The temporary rule is meant to help reduce impacts of non-native smallmouth bass on wild fall Chinook salmon in the mainstem Coquille River and the East, Middle, North, and South forks. In the South Fork Coquille, the regulation applies from the mouth to the U.S. Forest Service boundary near Powers.

Spearfishing is another tool to remove smallmouth bass and help native fish. Many spear fishing anglers participated in this unique harvest opportunity since 2020.

Anglers can use access maps to the South Fork Coquille and lower Coquille and a map of smallmouth bass distribution to target these fish. ODFW has a helpful series of videos on spearfishing the Coquille River, including how to build your own fishing spear and how to filet a smallmouth bass.

Although wild fall chinook in the Coquille suffered from poor ocean conditions, predation by smallmouth bass is the primary reason these fish have not rebounded to the same extent as in other coastal rivers.  Smallmouth bass predating on Pacific lamprey and other native species is also a concern.
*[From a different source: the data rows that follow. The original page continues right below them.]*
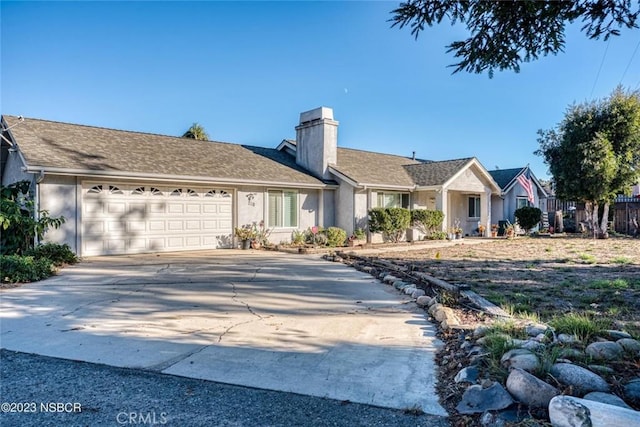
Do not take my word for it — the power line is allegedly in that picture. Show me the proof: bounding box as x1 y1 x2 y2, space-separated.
590 38 610 99
620 38 640 85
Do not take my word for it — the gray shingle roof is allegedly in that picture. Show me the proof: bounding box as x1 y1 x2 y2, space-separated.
488 167 525 190
333 148 425 187
2 115 325 186
404 158 474 186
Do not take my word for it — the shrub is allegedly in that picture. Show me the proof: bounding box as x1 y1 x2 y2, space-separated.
514 206 542 233
427 231 447 240
368 207 410 242
1 255 54 283
325 227 347 247
411 210 444 236
1 180 66 255
25 243 78 266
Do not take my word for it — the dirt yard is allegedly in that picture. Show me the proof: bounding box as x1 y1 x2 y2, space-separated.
376 236 640 329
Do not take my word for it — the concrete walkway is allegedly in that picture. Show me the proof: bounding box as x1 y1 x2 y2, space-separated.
0 251 446 416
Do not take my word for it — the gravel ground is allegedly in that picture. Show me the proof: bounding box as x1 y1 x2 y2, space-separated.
0 350 449 427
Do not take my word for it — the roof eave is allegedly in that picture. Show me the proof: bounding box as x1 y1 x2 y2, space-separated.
23 166 332 189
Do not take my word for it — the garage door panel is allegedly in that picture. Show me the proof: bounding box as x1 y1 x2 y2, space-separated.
107 202 126 214
148 221 165 231
82 183 232 255
168 204 183 214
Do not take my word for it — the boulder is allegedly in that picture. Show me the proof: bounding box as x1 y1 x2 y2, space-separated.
617 338 640 354
403 285 417 295
557 333 579 344
624 379 640 406
550 363 610 395
586 341 624 361
500 349 540 372
473 325 490 338
393 280 408 290
519 340 546 351
506 368 559 408
455 383 514 414
383 275 397 284
428 303 443 316
558 348 584 360
549 395 640 427
583 392 633 410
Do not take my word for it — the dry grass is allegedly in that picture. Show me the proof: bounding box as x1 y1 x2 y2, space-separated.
377 236 640 334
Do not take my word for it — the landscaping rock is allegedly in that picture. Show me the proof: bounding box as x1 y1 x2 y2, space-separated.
583 392 633 410
624 379 640 406
548 396 592 427
558 348 584 360
506 368 559 408
480 406 531 426
603 330 632 340
473 325 490 339
383 275 397 284
476 333 511 346
455 383 514 414
550 363 610 395
500 349 540 372
393 280 408 290
549 395 640 427
441 311 462 330
403 285 417 295
588 365 615 375
525 323 549 337
411 289 426 299
558 333 579 344
519 340 546 351
415 295 432 307
454 366 479 384
617 338 640 354
534 333 551 343
428 303 443 316
586 341 624 361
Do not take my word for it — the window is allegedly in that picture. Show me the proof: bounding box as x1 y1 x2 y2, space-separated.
170 189 182 196
150 187 163 196
468 196 481 218
132 187 145 195
88 185 103 194
377 192 410 209
516 197 529 209
187 189 198 197
108 185 123 195
268 190 297 228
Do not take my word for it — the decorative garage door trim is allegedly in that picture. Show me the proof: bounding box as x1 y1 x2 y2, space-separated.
82 182 233 256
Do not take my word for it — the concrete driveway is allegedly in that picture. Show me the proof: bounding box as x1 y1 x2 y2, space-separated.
0 251 445 416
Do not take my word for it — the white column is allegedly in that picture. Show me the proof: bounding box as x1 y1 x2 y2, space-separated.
436 189 448 232
480 187 491 236
318 188 324 228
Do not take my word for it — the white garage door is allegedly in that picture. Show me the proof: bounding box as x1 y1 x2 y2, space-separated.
82 182 233 256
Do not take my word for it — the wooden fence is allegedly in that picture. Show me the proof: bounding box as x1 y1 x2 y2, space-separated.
613 201 640 236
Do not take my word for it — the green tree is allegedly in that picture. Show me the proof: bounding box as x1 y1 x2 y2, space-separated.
390 1 639 76
182 122 209 141
537 87 640 238
514 206 543 233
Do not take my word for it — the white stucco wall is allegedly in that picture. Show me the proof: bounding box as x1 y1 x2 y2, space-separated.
446 167 493 236
39 175 79 253
1 150 31 185
335 179 355 234
237 186 322 245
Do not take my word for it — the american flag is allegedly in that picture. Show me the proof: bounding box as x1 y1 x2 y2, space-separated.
517 171 535 204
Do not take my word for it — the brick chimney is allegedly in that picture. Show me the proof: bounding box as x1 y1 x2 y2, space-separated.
295 107 338 180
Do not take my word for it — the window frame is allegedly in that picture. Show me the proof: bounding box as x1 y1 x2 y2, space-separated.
267 189 298 228
516 197 529 210
376 192 410 209
468 196 481 218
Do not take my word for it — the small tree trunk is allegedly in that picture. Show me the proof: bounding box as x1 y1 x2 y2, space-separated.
591 201 600 239
599 202 610 238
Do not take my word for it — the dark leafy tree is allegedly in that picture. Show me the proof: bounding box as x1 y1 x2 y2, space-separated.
514 206 543 233
537 87 640 237
182 123 209 141
390 1 639 76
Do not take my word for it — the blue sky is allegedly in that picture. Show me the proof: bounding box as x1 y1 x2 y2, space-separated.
2 1 639 180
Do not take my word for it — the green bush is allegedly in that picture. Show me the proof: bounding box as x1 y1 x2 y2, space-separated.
25 243 78 266
411 210 444 236
514 206 542 233
325 227 347 247
368 207 410 242
1 255 54 283
427 231 448 240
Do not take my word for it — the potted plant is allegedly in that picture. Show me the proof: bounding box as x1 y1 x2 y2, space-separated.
234 225 257 249
491 224 498 238
347 228 366 247
504 220 515 239
478 224 486 236
453 218 462 239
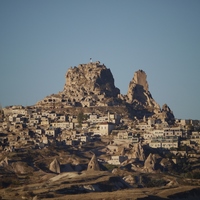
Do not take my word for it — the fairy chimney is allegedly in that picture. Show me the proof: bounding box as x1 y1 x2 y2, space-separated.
87 154 100 171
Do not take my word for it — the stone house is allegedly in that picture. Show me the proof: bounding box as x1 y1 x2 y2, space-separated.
190 135 200 144
45 128 56 137
99 122 115 136
143 132 153 140
79 135 90 142
117 131 132 140
136 124 152 131
40 117 50 126
35 128 43 135
191 131 200 136
163 128 183 137
107 145 119 153
149 136 179 149
152 130 164 137
29 118 40 126
180 139 191 146
51 122 69 129
108 155 128 165
60 130 72 140
58 115 67 122
48 112 57 120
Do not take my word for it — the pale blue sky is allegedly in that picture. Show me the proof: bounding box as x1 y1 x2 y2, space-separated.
0 0 200 119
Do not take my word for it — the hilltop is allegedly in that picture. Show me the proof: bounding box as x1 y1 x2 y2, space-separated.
36 61 175 124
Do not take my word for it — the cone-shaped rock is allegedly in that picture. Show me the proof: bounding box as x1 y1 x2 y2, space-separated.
49 158 60 174
87 154 100 171
127 70 160 110
131 143 145 161
144 153 156 172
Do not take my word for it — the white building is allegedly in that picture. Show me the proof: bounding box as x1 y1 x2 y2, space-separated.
99 122 115 136
108 155 128 165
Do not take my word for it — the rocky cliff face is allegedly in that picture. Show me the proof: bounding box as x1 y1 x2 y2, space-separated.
36 61 175 123
37 61 120 107
63 62 120 98
131 143 145 162
62 62 120 107
126 70 160 110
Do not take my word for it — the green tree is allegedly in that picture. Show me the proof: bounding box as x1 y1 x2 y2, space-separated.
77 112 88 127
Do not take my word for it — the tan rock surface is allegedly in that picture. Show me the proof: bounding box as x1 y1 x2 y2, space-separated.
87 154 100 171
127 70 160 110
131 143 145 162
49 158 61 174
143 153 156 172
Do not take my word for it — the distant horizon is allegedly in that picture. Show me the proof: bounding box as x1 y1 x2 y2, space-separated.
0 0 200 120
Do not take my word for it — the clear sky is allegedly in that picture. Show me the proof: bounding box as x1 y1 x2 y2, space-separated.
0 0 200 120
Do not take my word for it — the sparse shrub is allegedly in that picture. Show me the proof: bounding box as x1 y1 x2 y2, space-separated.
103 163 118 171
184 171 200 179
146 178 167 187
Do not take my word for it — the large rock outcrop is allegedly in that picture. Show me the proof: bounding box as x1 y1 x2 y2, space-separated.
131 143 145 162
37 61 120 107
126 70 160 111
63 62 120 98
35 61 175 122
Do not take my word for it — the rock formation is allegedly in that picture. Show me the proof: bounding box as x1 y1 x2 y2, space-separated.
131 143 145 162
161 104 175 124
143 153 156 173
36 61 175 123
87 154 100 171
49 158 60 174
126 70 160 110
37 61 120 108
63 62 120 98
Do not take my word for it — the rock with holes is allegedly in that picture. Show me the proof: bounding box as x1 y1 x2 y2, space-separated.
87 154 100 171
143 153 156 173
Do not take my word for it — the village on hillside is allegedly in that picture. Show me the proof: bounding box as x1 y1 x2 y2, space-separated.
1 62 200 199
1 105 200 162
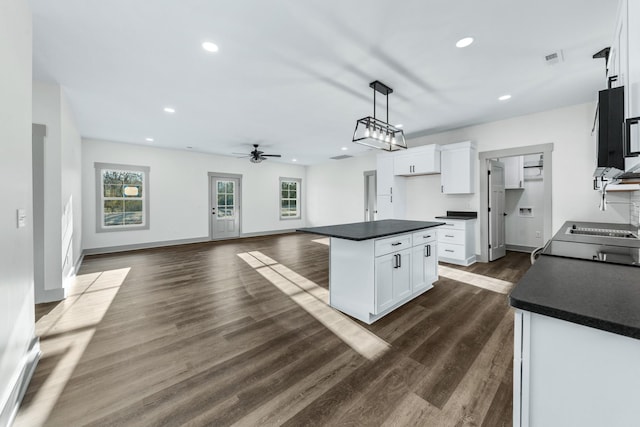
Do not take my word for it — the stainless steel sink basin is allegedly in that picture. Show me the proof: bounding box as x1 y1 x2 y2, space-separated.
566 227 639 239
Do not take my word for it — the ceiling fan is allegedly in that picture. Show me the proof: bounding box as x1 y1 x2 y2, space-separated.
233 144 282 163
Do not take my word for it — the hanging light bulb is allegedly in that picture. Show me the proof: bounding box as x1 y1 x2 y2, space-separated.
391 134 397 145
372 127 378 139
364 125 370 138
385 131 391 143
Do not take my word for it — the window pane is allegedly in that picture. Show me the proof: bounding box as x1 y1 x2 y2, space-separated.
226 194 234 205
124 200 142 212
104 212 124 226
226 207 234 217
217 181 225 193
281 190 288 199
104 184 123 197
104 200 124 213
290 200 297 211
289 190 297 199
217 194 225 206
103 171 123 184
123 172 143 185
225 181 234 193
124 212 143 225
123 185 142 197
217 210 226 218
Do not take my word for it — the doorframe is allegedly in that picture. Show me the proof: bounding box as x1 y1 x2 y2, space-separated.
208 172 243 240
478 143 553 263
363 170 377 221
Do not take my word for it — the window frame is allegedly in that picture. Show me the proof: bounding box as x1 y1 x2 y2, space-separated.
279 177 302 220
95 162 150 233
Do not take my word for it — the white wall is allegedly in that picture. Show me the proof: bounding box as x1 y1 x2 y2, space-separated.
82 139 307 250
0 0 35 420
306 154 377 226
306 102 631 253
32 81 83 301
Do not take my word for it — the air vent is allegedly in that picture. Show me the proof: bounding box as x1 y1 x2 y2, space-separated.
544 50 564 65
330 155 353 160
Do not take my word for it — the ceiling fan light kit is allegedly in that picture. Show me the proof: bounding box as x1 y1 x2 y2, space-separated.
352 80 407 152
246 144 281 163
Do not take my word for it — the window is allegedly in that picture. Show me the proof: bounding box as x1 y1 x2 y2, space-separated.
280 177 301 220
95 163 150 232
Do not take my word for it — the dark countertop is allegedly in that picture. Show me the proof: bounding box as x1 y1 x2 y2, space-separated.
510 220 640 340
435 210 478 221
297 219 445 241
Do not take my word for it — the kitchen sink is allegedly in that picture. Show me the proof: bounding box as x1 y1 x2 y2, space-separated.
566 227 639 239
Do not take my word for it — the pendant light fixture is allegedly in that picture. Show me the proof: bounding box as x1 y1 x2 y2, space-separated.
352 80 407 151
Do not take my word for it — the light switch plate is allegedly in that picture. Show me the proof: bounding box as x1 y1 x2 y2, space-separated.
17 209 26 228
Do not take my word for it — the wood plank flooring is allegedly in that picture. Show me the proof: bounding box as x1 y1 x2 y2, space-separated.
16 234 531 427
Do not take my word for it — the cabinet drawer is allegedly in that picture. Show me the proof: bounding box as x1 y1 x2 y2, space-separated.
412 229 437 245
438 228 465 245
439 242 464 260
438 220 465 230
375 234 412 256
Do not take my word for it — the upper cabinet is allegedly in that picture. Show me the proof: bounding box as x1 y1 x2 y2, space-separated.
501 156 524 190
440 141 477 194
394 144 441 176
609 0 639 119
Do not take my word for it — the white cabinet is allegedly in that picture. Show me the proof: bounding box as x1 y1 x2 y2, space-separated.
514 310 640 427
502 156 524 190
437 219 476 266
376 154 405 219
411 231 437 293
440 141 477 194
374 248 411 314
394 144 441 176
329 227 439 324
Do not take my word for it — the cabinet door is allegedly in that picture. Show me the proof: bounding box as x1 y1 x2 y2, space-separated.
412 245 427 291
394 154 413 176
503 156 524 189
374 254 395 314
441 147 473 194
393 249 412 301
412 243 437 292
376 195 393 220
376 156 394 195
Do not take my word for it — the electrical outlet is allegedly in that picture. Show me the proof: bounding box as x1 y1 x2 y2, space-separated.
17 209 26 228
535 231 541 238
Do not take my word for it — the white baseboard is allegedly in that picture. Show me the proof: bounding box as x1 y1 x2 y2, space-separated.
0 338 40 427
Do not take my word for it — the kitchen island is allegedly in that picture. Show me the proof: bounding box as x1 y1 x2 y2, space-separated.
298 219 444 324
509 221 640 427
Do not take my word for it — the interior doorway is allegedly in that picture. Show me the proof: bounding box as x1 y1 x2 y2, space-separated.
363 170 377 222
209 173 242 240
478 144 553 263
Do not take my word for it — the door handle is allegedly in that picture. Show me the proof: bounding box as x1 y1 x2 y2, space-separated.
397 253 401 268
503 213 507 216
211 208 216 215
424 244 431 257
393 254 399 268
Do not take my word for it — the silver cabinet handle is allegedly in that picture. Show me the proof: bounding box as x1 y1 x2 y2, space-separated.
441 185 444 193
423 235 432 238
424 244 431 257
398 253 401 268
445 234 454 238
445 249 454 253
393 254 399 268
391 242 402 246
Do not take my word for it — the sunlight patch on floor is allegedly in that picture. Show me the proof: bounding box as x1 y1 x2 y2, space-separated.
238 252 389 360
438 265 513 294
311 238 330 246
14 268 130 427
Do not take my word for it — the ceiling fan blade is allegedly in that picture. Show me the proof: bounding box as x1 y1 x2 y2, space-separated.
261 154 282 157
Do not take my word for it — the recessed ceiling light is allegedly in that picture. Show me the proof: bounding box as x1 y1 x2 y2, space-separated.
202 41 219 53
455 37 474 48
498 94 512 101
395 123 404 128
164 107 176 113
341 147 348 151
145 137 154 142
292 158 297 162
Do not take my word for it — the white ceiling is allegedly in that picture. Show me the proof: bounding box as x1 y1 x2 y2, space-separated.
29 0 617 164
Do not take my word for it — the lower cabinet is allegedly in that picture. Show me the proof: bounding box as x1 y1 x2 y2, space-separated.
330 228 439 324
374 248 411 314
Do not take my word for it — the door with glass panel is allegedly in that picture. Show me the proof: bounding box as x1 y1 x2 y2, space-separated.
210 175 241 240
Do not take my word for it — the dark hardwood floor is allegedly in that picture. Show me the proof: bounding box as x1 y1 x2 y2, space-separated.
17 234 531 427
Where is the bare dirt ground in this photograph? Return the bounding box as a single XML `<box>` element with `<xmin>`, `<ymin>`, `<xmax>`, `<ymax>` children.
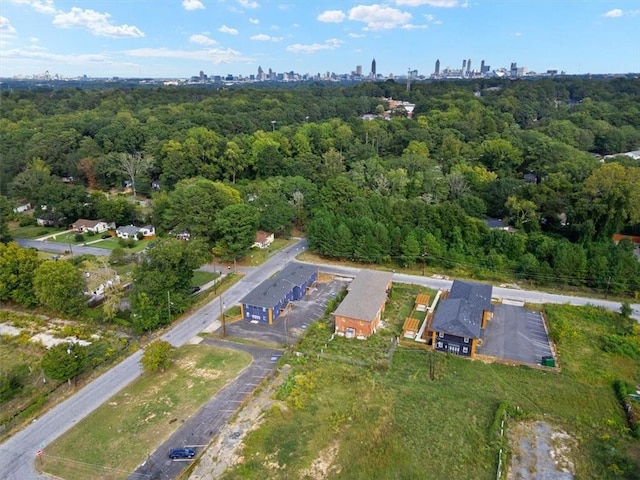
<box><xmin>507</xmin><ymin>421</ymin><xmax>576</xmax><ymax>480</ymax></box>
<box><xmin>188</xmin><ymin>365</ymin><xmax>290</xmax><ymax>480</ymax></box>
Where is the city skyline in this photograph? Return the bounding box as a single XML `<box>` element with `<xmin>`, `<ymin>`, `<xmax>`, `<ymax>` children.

Since discovery of illegally introduced smallmouth bass in the Coquille River, these invasive fish expanded their range and now are present up to the Forest Service boundary above Powers in the South Fork, up to Laverne Park in the North Fork, and up to Sandy Creek in the Middle Fork. Warm summer temperatures and low flows favor smallmouth bass over native fish and allow them to make further inroads into salmon habitat.

ODFW and partners, including the Coquille Indian Tribe, electrofished for smallmouth bass the past three years and will continue to investigate other removal methods to reduce predation on juvenile wild fall Chinook.

Multiple age classes of smallmouth bass were first confirmed in the Coquille in 2011 meaning the fish had been in the river for multiple spawning cycles.